The long and short of it is, regardless of what the internet lawyers tell you, if you take money for a product and that product does not arrive to the buyer or arrives in significantly other than agreed condition due to shipping damage, Somebody is going to take a loss and it's not going to be the buyer unless they happen to be some saintly character. You as the seller will wind up loosing one way or another, unless you can successfully file a claim with the shipping carrier to get reimbursed, or have actually purchased real 3rd party insurance coverage & are willing to eat the deductible.
I do distance selling for a living and know very well how the whole "I don't need insurance" thing works out.
We get it all the time, usually from other cheapsakate resellers trying to ship on their shipper account & not wanting to pay for insurance, claiming that they "Have their own insurance coverage" and sometimes even demanding no insurance in writing on their Purchase Orders.
In the past 2 decades I've never once seen anyone that demanded no insurance or claimed to have their own insurance coverage be willing to accept the loss if something arrives damaged or never arrives. They will without a doubt start trying to do a chargeback, refuse to pay their invoices, threaten to sue you etc, try to ruin your reputation, try to make a fraud complaint against you, blackmail you anyway possible to get you to pay for a replacement item or refund them.
That's why we tell them sorry, it gets carrier insurance or we cancel your order, no exceptions. When we ship, our prices include insurance in the shipping charge, if we are shipping on their account, carrier insurance is mandatory for them to have selected.

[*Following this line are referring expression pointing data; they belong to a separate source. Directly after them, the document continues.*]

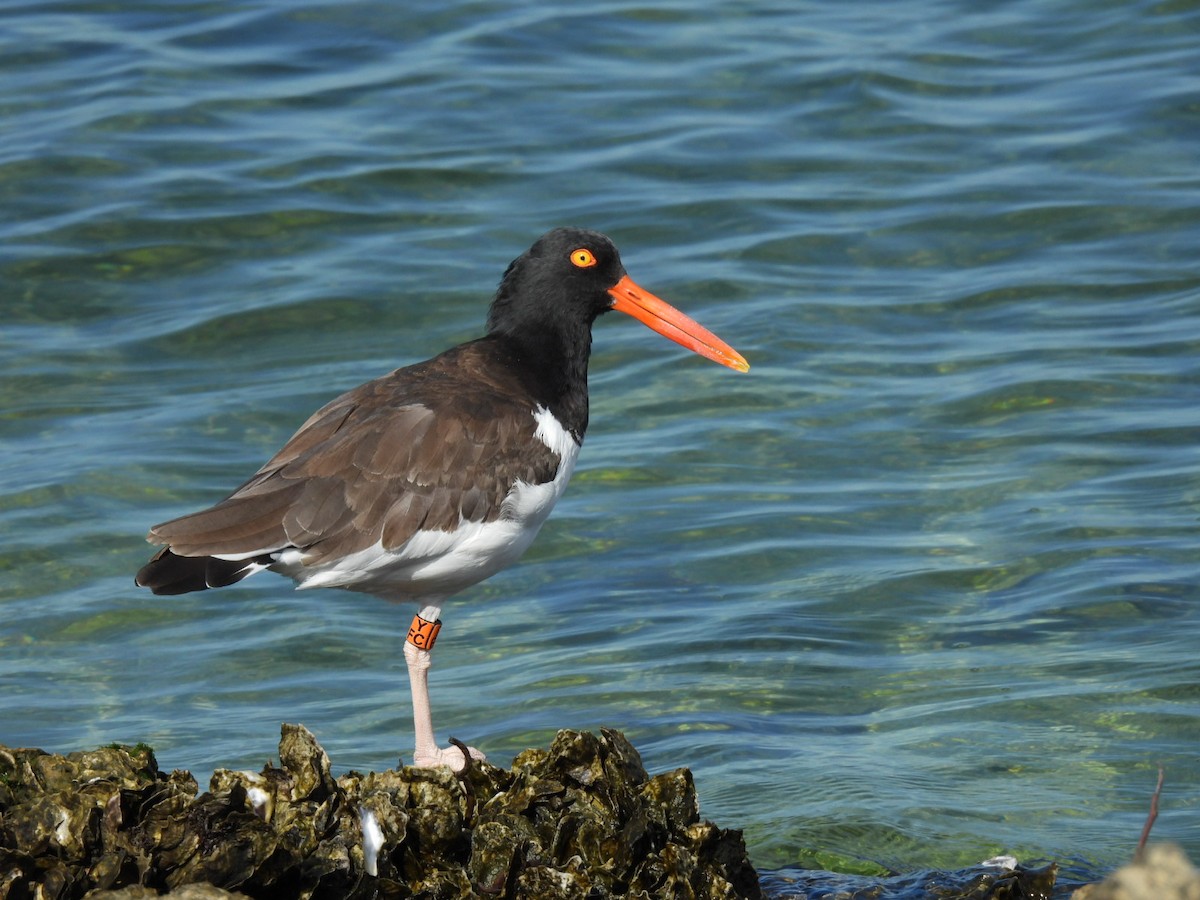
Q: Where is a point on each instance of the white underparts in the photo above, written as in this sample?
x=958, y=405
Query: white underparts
x=435, y=564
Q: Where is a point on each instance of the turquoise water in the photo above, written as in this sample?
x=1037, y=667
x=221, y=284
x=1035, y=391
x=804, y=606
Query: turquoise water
x=919, y=588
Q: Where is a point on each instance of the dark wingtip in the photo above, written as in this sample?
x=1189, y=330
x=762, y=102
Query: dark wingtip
x=168, y=574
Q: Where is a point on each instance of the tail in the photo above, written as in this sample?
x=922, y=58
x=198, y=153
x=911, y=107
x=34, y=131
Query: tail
x=171, y=574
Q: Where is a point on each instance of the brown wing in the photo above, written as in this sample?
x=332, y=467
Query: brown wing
x=424, y=448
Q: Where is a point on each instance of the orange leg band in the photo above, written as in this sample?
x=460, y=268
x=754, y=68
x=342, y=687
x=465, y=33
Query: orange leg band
x=423, y=633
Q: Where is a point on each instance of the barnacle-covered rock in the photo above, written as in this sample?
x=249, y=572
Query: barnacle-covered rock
x=580, y=819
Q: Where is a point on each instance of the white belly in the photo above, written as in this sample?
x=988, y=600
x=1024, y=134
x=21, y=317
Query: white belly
x=436, y=564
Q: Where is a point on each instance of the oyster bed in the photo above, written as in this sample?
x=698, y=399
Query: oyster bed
x=580, y=819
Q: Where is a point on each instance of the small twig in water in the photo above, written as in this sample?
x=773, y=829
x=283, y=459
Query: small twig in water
x=1151, y=817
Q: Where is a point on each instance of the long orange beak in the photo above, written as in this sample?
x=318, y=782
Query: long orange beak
x=669, y=322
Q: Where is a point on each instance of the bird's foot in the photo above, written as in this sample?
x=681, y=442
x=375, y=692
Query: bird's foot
x=450, y=756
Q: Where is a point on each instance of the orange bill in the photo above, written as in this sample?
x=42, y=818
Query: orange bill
x=669, y=322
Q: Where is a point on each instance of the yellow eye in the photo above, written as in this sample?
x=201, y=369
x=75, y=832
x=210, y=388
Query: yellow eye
x=583, y=258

You can argue till you are blue in the face about that somebody agreed not to pay for insurance and accept the risk, but in the real world that doesn't hold water & buyers never own up to it. So why put yourself through all that trouble?

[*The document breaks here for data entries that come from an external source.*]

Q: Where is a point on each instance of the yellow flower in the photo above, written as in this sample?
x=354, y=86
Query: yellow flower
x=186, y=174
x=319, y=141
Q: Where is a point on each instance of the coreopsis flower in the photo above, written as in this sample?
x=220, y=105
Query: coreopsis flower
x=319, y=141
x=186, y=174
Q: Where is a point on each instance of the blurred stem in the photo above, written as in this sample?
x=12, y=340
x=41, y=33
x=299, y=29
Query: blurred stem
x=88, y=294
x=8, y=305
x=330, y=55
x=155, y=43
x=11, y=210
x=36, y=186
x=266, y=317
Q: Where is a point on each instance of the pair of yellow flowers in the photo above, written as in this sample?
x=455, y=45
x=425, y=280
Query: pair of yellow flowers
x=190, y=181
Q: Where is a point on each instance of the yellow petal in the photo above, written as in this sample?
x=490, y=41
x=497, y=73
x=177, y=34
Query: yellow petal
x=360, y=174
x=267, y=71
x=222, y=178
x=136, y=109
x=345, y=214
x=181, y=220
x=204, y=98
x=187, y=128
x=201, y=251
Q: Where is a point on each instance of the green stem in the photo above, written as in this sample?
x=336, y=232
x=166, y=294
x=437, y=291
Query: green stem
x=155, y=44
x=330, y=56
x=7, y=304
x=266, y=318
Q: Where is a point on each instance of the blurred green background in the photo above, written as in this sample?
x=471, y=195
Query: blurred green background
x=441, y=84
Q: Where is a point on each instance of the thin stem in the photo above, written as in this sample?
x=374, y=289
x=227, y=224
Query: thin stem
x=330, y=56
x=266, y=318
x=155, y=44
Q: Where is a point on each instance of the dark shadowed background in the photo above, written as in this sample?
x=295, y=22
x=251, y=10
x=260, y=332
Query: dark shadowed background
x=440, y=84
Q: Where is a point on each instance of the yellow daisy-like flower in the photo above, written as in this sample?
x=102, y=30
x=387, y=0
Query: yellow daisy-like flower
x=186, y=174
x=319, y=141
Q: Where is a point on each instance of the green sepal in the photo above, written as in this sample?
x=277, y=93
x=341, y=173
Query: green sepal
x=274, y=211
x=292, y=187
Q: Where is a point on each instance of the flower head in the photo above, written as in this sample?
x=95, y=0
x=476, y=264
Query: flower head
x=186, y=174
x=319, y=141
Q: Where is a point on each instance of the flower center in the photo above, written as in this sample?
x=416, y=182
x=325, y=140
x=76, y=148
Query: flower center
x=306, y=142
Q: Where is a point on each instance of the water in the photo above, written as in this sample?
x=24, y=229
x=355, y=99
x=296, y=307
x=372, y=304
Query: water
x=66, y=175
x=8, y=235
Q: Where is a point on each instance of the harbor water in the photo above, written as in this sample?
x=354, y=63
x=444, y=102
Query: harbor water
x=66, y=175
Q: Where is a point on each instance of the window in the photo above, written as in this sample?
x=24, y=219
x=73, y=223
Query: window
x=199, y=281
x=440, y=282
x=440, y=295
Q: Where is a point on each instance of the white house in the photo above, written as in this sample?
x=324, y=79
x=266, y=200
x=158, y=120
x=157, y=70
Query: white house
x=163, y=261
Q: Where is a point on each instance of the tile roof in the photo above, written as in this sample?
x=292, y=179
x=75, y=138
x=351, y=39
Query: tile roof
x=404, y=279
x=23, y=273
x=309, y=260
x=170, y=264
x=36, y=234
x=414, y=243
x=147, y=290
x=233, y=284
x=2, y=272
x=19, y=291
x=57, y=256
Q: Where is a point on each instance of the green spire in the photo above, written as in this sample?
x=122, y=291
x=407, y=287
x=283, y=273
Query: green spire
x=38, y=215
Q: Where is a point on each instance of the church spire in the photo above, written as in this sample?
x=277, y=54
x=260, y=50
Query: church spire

If you are shipping something, just set the shipping price to include insurance for the sale price. If you are including shipping in the price (the whole "free shipping" BS), then make sure you calculate the price for the item based on insured shipping cost.
It's usually like 0.64% or less depending on carrier and total amount.
I understand some people are such reprobate cheapskates that an extra $20 to insure their $3000 purchase is the end of the world.
For those people you simply have to tell them No, it's for your own good and that is that.
Now if it's something that's so cheap you don't care about taking the loss if it never makes it, well then go for it, but usually that is under the $100 / $50 minimum insurance coverage most carriers offer by default.